Giorgio Agamben: politics and first philosophy
The surge of interest in Giorgio Agamben's work has been disappointingly one-sided. (One sure sign that it's in fact a surge is the appearance of citations to this post-Heideggerian Continentalist in mainstream American law journals, e.g. here (at note 34)). On one hand, it's the political philosophy -- Homo Sacer, State of Exception, Means Without Ends -- that's gotten the lion's share of the attention, which is a bit of a shame in a thinker of such incredible range. That's hardly surprising, however, especially given the compelling examples of sovereignty run amok provided by George Bush and his merry band of Executive Branch supremacists, which dovetail so nicely with his analyses in these books. The problem is rather that the work that's gotten short shrift -- the first-philosophical pieces like the (inexcusably out-of-print) Language and Death and the essays collected in Potentialities -- is ultimately what makes the Foucauldian-biopolitical-Schmittian theses of Homo Sacer intelligible. Or more precisely, it's the earlier work that provides these theses with their raison d'etre -- the affirmative side of Agamben's onto-political program for which Homo Sacer, et al., provide the necessary-but-not-sufficient critical prolegomenon.
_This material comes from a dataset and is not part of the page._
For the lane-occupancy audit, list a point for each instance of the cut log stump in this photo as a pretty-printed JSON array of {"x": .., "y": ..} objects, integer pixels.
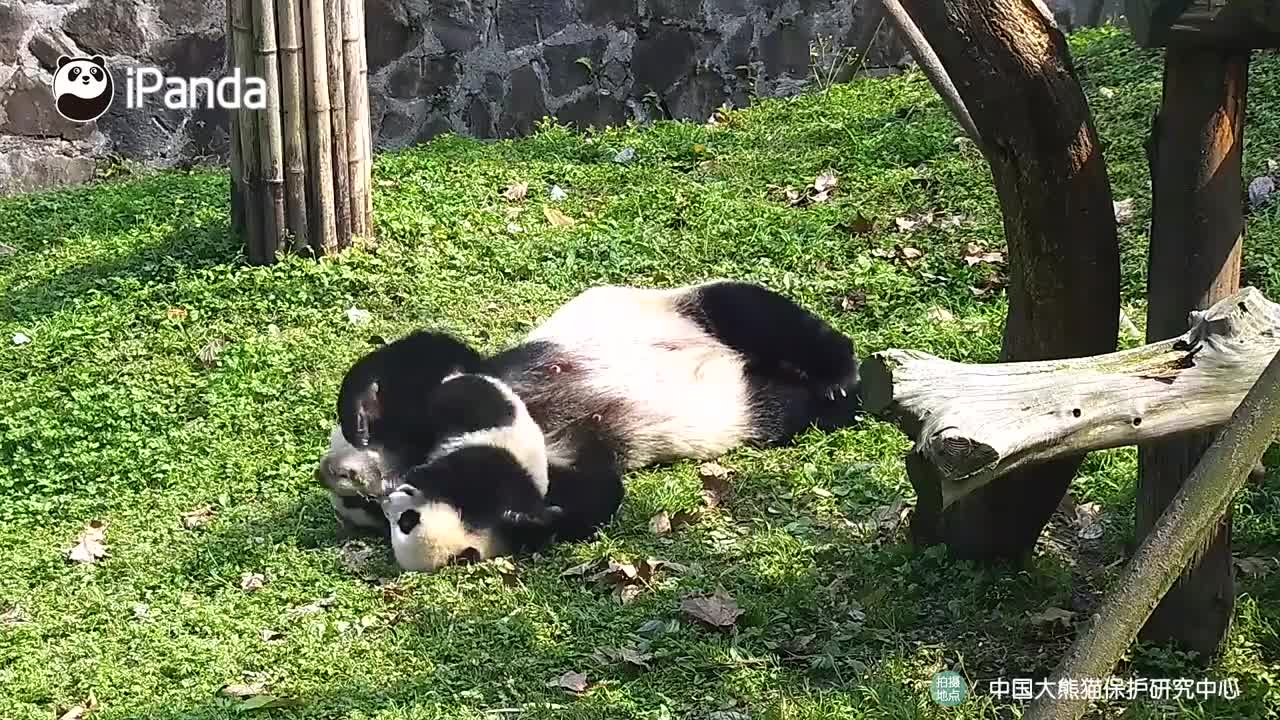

That affirmative side hasn't been hidden, either -- Agamben wrote about it in The Coming Community even before he started down the biopolitical road of Homo Sacer and it's sequels. Aviva Shemesh makes this point in a review of Agamben's recent The Time That Remains over at the (heavily Agambenian) Form of Life:
The ambivalence of Agamben’s philosophy, which can be read as both a curse and a cure, may be attributed to the double strategy behind his publications in recent years. On the one hand, we have the celebrated Homo Sacer series, which, up to now, is comprised of three books: Homo Sacer: Sovereign Power and Bare Life, State of Exception, and Remnants of Auschwitz: the Witness and the Archive. These books analyze the darkness of our time, which Agamben calls “biopolitics,” the political power over our naked life. However, in each of these three critiques, the attentive reader can also discern a certain light that shines in the darkness, which flashes up at the closing sections of each one of those “pessimistic” books. Because of the difficulty to recognize this light, Agamben offers a second set of investigations, those other books, which elaborate on his glad tidings: The Coming Community, The Open: Man and Animal, and the book that concerns us here, The Time That Remains. (Profanations, his last publication, forthcoming in English from Zone Books, is another, beautiful, example to this aspect of his thought.)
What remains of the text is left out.